VA-load modulated both latent and induced connectivity. Increased VA-load increased the (bi-directional) latent connectivity between the MFG6 and the Ins13 (p < 0.007; two-way repeated measures ANOVA); this connection showed also an interaction between VA-load and sex (p = 0.04; right side only). During “Quiet” scans, men showed higher ATHA↔MFG6 latent connectivity (left side and 4-balls only; p = 0.02) and lower Ins13↔MFG6 latent connectivity (right side and 4-balls only; p = 0.005).

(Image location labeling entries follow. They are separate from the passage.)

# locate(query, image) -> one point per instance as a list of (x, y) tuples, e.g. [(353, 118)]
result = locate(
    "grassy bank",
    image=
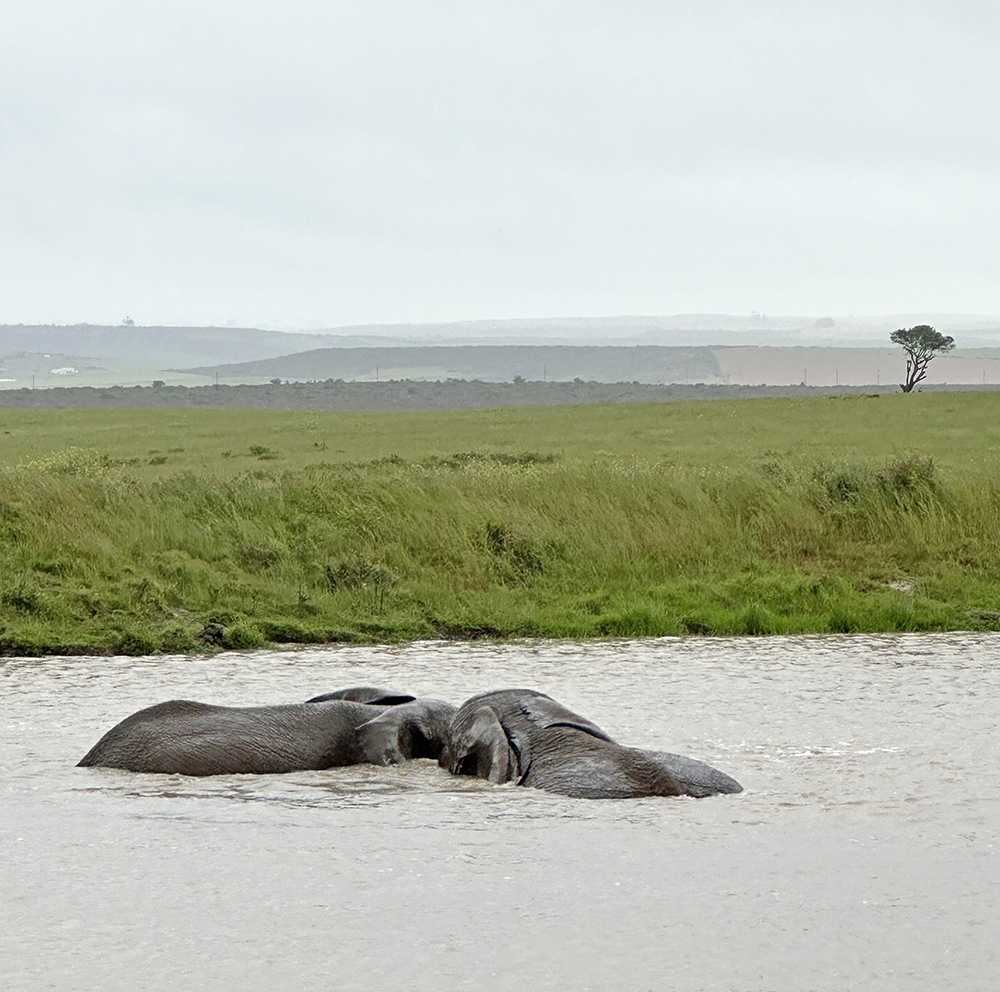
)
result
[(169, 532)]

Increased AN during the more demanding 4-ball tracking task reduced the Ins13↔MFG6 latent connectivity for women (p = 0.05) but not for men; however, this differential connectivity decrease between the groups was not statistically significant (p = 0.1). The induced Ins13↔MFG6 connectivity increased with VA-load (p = 0.003) and exhibited an interaction between VA-load and sex (p = 0.04). The self-connectivity in the right MFG6 was modulated by VA-load (p = 0.01), and the self-connectivity of the left MFG6 had a VA-load × sex interaction effect (p = 0.04). During “Quiet” scans, women showed higher Ins13↔MFG6 induced connectivity (right side and 4-balls only; p = 0.01) and MFG6 self-induced connectivity (left side and 3-balls only; p = 0.04) than men.

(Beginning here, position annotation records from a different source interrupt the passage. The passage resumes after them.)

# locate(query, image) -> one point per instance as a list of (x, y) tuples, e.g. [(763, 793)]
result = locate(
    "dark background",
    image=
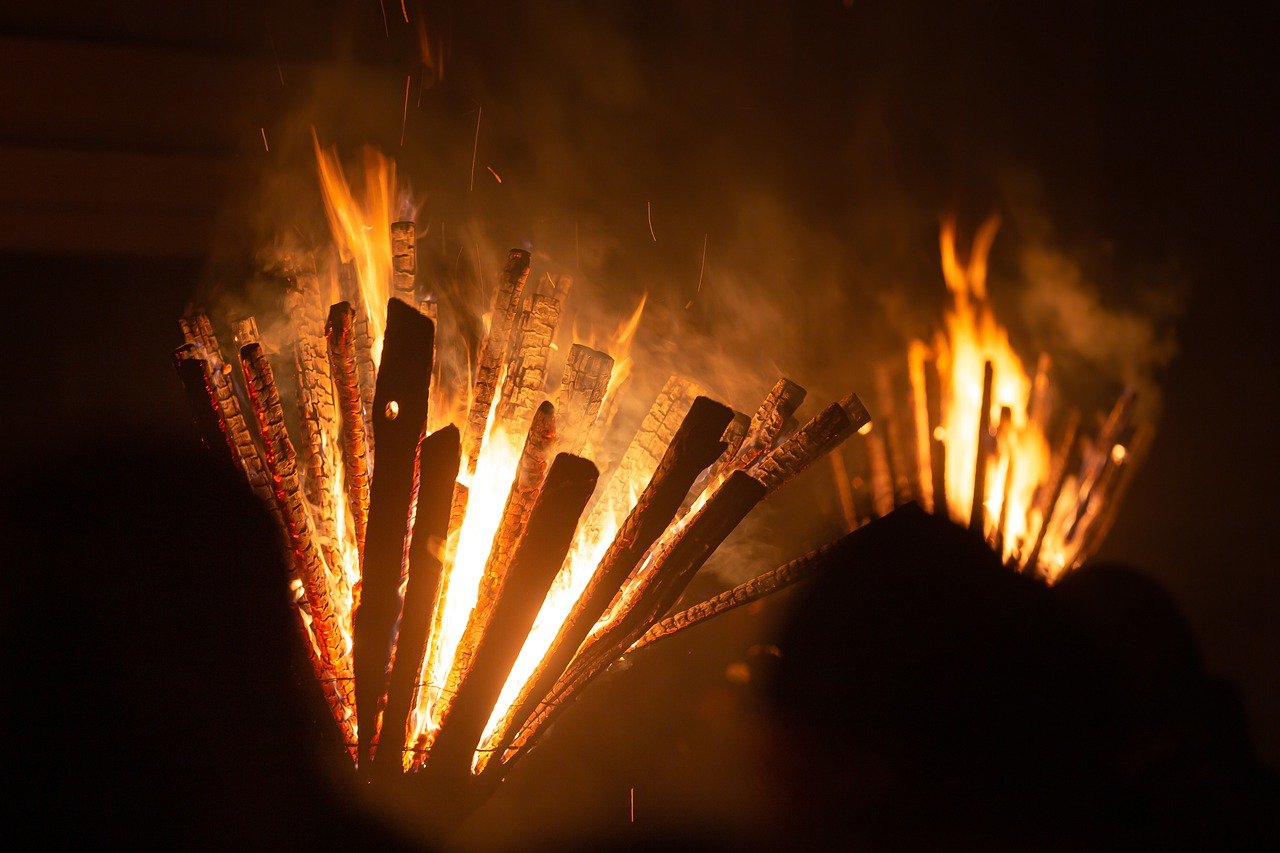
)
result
[(133, 169)]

This is the first study that evaluated sex-differences in the influence of acoustic noise on brain activation associated with VA. The major findings are that for the VA task: 1) men have higher activation in the superior PFC, occipital cortices, and the ATHA and higher PFC↔ATHA connectivity than women, while women have higher PFC↔Ins13 connectivity than men; 2) for men, increased AN reduced brain activation in the SPC and the ATHA; 3) brain activation in women was less affected by increased cognitive load or increased AN compared to men; and 4) AN-modulation in the ATHA was positively related to RTs, while VA-load modulation in the DMTHA was inversely related to performance accuracy.

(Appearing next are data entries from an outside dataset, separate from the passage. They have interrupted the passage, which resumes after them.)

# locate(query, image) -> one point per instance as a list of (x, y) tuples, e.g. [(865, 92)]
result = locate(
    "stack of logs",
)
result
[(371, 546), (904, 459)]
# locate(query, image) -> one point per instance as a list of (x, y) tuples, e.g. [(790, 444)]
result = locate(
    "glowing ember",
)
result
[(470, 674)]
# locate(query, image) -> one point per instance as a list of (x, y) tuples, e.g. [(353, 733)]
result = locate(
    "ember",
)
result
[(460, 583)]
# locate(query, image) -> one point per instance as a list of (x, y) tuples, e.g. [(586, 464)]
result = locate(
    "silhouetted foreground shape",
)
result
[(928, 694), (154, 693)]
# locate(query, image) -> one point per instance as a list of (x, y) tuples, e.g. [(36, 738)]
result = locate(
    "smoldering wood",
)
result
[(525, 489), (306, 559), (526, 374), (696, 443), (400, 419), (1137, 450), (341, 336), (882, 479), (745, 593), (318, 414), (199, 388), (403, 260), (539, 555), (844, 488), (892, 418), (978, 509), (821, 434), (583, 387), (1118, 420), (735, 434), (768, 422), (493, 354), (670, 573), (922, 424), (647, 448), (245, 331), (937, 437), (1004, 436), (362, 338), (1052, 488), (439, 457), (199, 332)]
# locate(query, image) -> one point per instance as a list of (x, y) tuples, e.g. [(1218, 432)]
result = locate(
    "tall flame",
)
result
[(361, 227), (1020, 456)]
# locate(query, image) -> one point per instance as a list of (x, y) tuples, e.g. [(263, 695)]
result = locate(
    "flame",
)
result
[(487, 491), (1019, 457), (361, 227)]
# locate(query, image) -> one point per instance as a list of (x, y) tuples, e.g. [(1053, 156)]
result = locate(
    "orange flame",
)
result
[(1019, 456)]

Men and women have different cognitive abilities that may reflect effects of sex hormones or differential brain development on the functional organization of the brain. Neuropsychological studies have shown that men tend to perform better than women on tasks to evaluate visuospatial skills (mental rotation) (Rilea S et al., 2004), motor function (Ruff R and S Parker, 1993), perceptual ability (Tirre W and K Raouf, 1994), and mathematical reasoning (Benbow C and J Stanley, 1983; Gallagher A et al., 2000). Women, on the other hand, tend to perform better than men on tests of verbal (Maitland S et al., 2004) and spatial (Duff S and E Hampson, 2001) working memory, precision manual tasks and fine motor coordination (Ruff R and S Parker, 1993), and mathematical calculation (Carr M et al., 1999) tests. In this study, women responded faster, without drop in accuracy, during “Loud” than during “Quiet” scans for the 3- and 4-ball tracking conditions (this effect was not statistically significant in men). This suggests that periodic noise from the MRI scanner may be advantageous for visual tracking of moving objects. The larger AN effect on reaction times in women may reflect their larger startle responses (Kofler M et al., 2001) compared to men. The women’s perception of the “Loud” condition as being even louder could reflect lesser sensory gating (Hetrick W et al., 1996) and hence lower BOLD responses in the thalamus for women than for men. Women tended to perform better than men during the more difficult condition (4-ball tracking), and especially during the “Loud” scan; this difference was not statistically significant, possibly due to the limited sample size and the relatively large variability of the behavioral responses.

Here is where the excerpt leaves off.